今も手に入る2枚組のベスト盤"The Essential"はまずまずの内容なのだが、それにはなぜかDionneの代表曲
のひとつ Wishin' And Hopin' が入っていなかった。で、この5枚組だが、件の Wishin' And Hopin' がなん
と2枚のアルバムで聞ける。ベスト盤の補完という意味でこれは最高の収穫である。2曲とも同じヴァージョン
だと思うがtpの位相が異なっている(Presenting では左側、Make Way For~では中央)。
また、Stereoで表記されているが Valley Of~の5曲目 For The Rest Of Life などはなぜかMonoである。
この5枚組はPresenting(1963), Anyone Who Had A Heart(1964), Make Way For Dionne Warwick(1964),
The Windows Of The World(1967), Valley Of The Dolls(1968)からなる。5枚ともプロデューサーは
バート・バカラックとハル・デヴィットで、ヒット曲を含め彼らの曲が数多く聞ける。音も良く、60年代の
アナログレコードの雰囲気さえ感じられる。

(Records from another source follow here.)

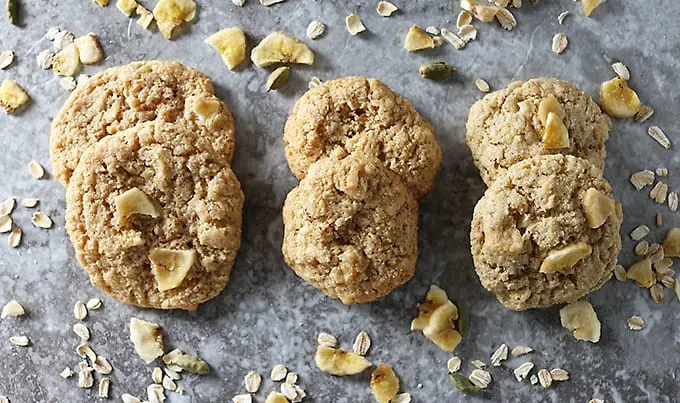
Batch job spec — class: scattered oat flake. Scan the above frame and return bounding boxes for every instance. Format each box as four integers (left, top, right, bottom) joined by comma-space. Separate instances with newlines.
552, 32, 569, 54
647, 126, 671, 150
475, 78, 491, 92
538, 369, 552, 389
649, 182, 668, 204
612, 62, 630, 81
271, 364, 288, 382
73, 300, 87, 320
352, 332, 371, 355
59, 367, 73, 379
316, 332, 338, 347
614, 264, 628, 281
635, 105, 654, 123
630, 225, 649, 241
245, 371, 262, 393
7, 227, 22, 248
557, 11, 571, 25
446, 357, 463, 373
630, 169, 654, 190
307, 20, 326, 40
626, 315, 645, 330
496, 8, 517, 31
468, 369, 491, 389
9, 336, 31, 347
491, 344, 508, 367
0, 50, 14, 70
376, 1, 399, 17
668, 192, 678, 211
28, 160, 45, 179
345, 14, 366, 35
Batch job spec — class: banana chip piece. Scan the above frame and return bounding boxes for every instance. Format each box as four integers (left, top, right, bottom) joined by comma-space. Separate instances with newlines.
250, 31, 314, 67
205, 27, 251, 70
314, 346, 373, 376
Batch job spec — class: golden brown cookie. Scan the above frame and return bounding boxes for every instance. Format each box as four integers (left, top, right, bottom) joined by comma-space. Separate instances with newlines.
50, 61, 234, 185
470, 154, 622, 310
466, 78, 611, 185
66, 122, 243, 309
283, 77, 441, 198
283, 155, 418, 304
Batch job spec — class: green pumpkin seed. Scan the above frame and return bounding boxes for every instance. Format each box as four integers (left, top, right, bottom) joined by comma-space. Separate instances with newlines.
172, 354, 210, 375
418, 62, 456, 80
267, 66, 290, 92
449, 374, 479, 395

オリジナルのレコードにのっとったリイシューなので、1枚ごと
の収録時間は30分少しと短いところも好感が持てる。
彼女の歌の魅力は、黒人なのにソウルやR&Bのコテコテしたところがなく、あっさりと洗練されたスマートさに
ある。これは彼女の歌の特質でもあるが、モータウンやアトランティックなどからデビューしなくて正解だったの
である。もちろん、白人プロデューサー2人の功績も大きい。
Dionneの60年代のアルバムはすべて集めるのに十分値する。2014年に4枚のアルバムを2CDでリイシューした
Edsel/Rhinoのシリーズはもう中古品でも価格が上がっていて入手しづらくなっているので、この5枚組はお買い
得だ。さらなるリイシューを期待したい。